During the past week I took the plunge and switched a novel-length manuscript from 3rd person limited omniscient over to a 1st person point of view. I knew I needed to do it, but I wasn’t looking forward to it because it meant a lot of changes.
A change in narrator means not only a change in personal pronouns but (in this case) subtle changes in voice, phrasing, and vocabulary. It can change the way you describe a scene. It can change the values you place on various elements of the story. It can change the past and it can change the future. It can change everything.
It can mean throwing out a significant amount of good writing. But as painful as this whole process can be, it is also a great teacher. And I shall not presume my learning days are done just because I’m long out of college. (Oh my, it has been twelve years.)
You know the butterfly effect? One tiny event in one spot causes untold numbers of events that would not have happened, or would have happened differently, had it not been for that one tiny event half a world away? That’s the kind of thing that happens when you replace the word “she” with “I” in a novel.
Big revisions are not for the faint of heart. You lace up your boots (or, for those of you write historical romances, your corset), take a blind leap into the fray, and hope that with persistence and intelligence you will come out on top. And a little luck probably doesn’t hurt either.
In the meantime I am also writing and taking notes on a new series, coming up with story arcs and subplots and characters. Lots of planning, planning, planning. Very different in process and in tone from my first finished novel, but it is something I started thinking about doing a decade ago and now I’m finally ready to start bringing it into reality. I love brainstorming and throwing a ton of ideas out there, ready to be plucked later. It has me excited and feeling rather happy. Which is a nice relief when the revisions of earlier pieces gets tedious.
What are you working on?
My first reaction upon reading your opening paragraph was to utter, “Ouch!” POV change is no small revision– especially for the entirety of a novel. But I’m sure the butterfly effect will also bring about all manner of interesting ideas that never would have been unearthed otherwise. Best of luck!

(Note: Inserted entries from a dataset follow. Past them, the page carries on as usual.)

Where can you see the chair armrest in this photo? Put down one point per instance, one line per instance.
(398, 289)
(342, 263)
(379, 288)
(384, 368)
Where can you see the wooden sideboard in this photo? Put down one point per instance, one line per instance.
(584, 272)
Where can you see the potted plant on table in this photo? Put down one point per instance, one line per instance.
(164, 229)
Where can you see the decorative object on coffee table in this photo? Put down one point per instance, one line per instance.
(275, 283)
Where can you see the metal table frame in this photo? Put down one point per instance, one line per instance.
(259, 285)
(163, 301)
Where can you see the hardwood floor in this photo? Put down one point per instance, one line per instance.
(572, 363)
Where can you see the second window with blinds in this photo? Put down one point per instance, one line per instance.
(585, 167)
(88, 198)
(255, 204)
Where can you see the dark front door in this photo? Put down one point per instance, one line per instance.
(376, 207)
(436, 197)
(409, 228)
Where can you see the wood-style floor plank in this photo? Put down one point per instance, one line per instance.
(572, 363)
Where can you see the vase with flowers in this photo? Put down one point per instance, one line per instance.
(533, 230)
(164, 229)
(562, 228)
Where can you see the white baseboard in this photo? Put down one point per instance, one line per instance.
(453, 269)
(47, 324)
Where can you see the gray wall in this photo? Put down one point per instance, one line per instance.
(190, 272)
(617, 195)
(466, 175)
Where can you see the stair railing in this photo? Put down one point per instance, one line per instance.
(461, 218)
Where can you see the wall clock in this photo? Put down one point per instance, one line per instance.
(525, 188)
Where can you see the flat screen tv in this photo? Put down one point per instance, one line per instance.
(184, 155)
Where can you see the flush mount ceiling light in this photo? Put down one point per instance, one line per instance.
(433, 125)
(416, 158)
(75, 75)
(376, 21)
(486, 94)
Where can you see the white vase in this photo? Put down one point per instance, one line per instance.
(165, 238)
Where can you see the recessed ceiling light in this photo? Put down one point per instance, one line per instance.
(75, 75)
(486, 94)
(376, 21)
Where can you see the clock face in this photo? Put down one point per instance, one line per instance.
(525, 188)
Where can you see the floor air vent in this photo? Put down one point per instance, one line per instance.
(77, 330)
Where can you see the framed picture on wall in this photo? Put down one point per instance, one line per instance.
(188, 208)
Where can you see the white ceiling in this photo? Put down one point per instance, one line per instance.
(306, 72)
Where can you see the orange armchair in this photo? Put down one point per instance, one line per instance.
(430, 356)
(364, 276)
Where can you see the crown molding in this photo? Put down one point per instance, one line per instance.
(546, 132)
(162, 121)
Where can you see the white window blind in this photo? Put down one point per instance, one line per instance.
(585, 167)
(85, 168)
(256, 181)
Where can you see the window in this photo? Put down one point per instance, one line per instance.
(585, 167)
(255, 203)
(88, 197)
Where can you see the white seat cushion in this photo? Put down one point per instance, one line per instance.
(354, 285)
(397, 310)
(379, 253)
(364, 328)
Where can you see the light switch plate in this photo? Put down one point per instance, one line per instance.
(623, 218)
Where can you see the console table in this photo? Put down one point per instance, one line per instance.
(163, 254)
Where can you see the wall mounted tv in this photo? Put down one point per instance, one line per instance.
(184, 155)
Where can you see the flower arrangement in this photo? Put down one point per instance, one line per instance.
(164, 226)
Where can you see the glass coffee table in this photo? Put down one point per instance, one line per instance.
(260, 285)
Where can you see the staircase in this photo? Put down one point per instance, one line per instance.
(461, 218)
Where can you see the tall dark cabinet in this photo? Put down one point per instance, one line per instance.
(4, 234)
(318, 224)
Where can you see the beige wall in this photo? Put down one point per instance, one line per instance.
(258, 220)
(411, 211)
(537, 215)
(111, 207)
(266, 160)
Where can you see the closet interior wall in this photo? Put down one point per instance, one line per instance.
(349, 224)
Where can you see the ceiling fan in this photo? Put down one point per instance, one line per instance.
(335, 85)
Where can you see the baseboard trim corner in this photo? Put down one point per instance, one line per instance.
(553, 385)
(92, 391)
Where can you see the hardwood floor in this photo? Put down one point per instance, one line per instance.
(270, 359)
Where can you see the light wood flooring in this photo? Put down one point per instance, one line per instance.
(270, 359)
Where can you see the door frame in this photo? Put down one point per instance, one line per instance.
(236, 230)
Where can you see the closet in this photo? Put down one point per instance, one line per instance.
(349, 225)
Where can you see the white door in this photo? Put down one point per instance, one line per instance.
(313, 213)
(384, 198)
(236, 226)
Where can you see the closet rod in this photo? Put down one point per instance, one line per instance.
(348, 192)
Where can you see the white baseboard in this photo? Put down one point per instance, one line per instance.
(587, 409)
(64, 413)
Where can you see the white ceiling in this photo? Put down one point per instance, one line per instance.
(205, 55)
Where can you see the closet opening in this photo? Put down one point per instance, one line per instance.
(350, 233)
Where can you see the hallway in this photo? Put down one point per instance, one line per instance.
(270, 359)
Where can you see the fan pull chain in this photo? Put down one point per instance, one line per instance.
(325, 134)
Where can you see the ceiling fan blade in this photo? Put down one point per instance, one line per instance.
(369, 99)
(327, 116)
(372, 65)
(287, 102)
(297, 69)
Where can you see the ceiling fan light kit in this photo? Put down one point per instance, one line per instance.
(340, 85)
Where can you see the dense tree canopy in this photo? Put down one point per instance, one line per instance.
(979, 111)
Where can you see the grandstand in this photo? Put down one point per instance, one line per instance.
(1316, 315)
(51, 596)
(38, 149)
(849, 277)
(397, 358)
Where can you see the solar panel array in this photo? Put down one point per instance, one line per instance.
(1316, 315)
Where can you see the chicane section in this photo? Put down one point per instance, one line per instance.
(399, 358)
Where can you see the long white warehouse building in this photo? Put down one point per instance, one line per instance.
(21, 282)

Absolutely! It is a HUGE change if your 3rd person narrator was fully omniscient. Luckily, for me it was less destructive since I had a very limited narrator (limited only to my protagonist for the most part). I think the most interesting thing about my experience with this revision was that I found two or three spots where my previous narrator had “cheated” a bit and told more than the protagonist would have known. Those parts had to go entirely or they had to be witnessed by/explained to the protagonist when it was changed to 1st person. Quite an interesting exercise and I don’t recommend it for everyone!